Some examples of the costs involved for common low protein foods are:

  • $15.75 for a 400g tin of milk replacer
  • $15.75 for 100g of egg replacer
  • $9.95 for 500g low protein pasta
  • $19.50 for 900g low protein cheese
  • $9.95 for 500g of low protein rice
  • $10.00 for a 400g loaf of bread
  • $19.50 for 12 cookies

Delivery of these foods costs from $35 to $90 depending on distance and weight.

As well as the diet, an individual with PKU also needs to take supplements. There are a variety of supplements available which cater for different age groups. In Australia there are 3 pharmaceutical companies which supply these. The supplements are provided through Pharmaceutical Benefits Scheme (PBS) and are necessary for an individual with PKU to ensure they are receiving all the vitamins & minerals that the diet alone cannot provide. The diet remains the same regardless of the type of supplement an individual takes.


There are drugs available internationally which increase the phenylalanine intake for an individual but this does not change the need for the supplements or the diet. One particular treatment available, a drug known as Kuvan (BH4), that does reduce the level of dietary restriction, but application to have this listed on the PBS was denied. This drug is successfully used in the US and many other countries. This drug does not work for most people with classic PKU.


Individuals with PKU need to conduct regular blood tests and send them to the laboratory for testing. They also need to attend the metabolic clinic at a major teaching hospital to monitor and ensure levels are kept in range. If levels are not closely monitored, diet is not maintained and supplement is not taken then the consequences are severe. Regardless of age, individual who do not stick to their diet will suffer severe brain damage. Individuals will start to have symptoms ranging from depression, anxiety, poor concentration, intellectual disability, cognitive defects, liver failure, seizures, mental retardation and would end up institutionalised. Many untreated PKU individuals require constant nursing care.

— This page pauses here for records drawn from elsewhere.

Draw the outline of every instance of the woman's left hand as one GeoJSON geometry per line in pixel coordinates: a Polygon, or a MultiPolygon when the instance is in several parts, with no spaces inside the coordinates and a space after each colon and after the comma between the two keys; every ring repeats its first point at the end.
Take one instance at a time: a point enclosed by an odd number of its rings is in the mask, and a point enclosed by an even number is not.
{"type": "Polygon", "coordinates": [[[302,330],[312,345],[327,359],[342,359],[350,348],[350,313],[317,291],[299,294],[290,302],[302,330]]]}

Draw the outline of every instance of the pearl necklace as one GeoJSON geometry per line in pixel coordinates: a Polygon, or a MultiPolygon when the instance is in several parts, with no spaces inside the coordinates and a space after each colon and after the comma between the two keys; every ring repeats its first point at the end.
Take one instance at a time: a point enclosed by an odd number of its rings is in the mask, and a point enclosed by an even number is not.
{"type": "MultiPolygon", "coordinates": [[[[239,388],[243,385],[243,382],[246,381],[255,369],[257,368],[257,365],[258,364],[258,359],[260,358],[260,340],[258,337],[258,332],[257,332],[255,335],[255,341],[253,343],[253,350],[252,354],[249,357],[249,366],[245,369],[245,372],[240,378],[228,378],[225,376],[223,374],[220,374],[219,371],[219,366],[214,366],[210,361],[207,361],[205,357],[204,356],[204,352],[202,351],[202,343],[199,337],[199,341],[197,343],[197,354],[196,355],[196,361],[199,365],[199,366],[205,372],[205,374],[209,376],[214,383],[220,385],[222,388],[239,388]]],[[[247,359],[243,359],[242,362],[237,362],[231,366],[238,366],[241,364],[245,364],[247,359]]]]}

Without the early detection of Newborn Screening, Phenylketonuria would not be identified in newborns. We are very thankful for this as current research has shown that if this is picked up from birth and diet and monitoring is commenced immediately than the child will grow normally and be able to become a viable part of working society.


To date, the PKU Association of NSW has raised in excess of $1,000,000 to research at the Childrens Hospital at Westmead to find a better treatment of PKU enabling a more liberal diet of foods. This research is led by Professor John Christodoulou.


This diet is for life. There is no cure.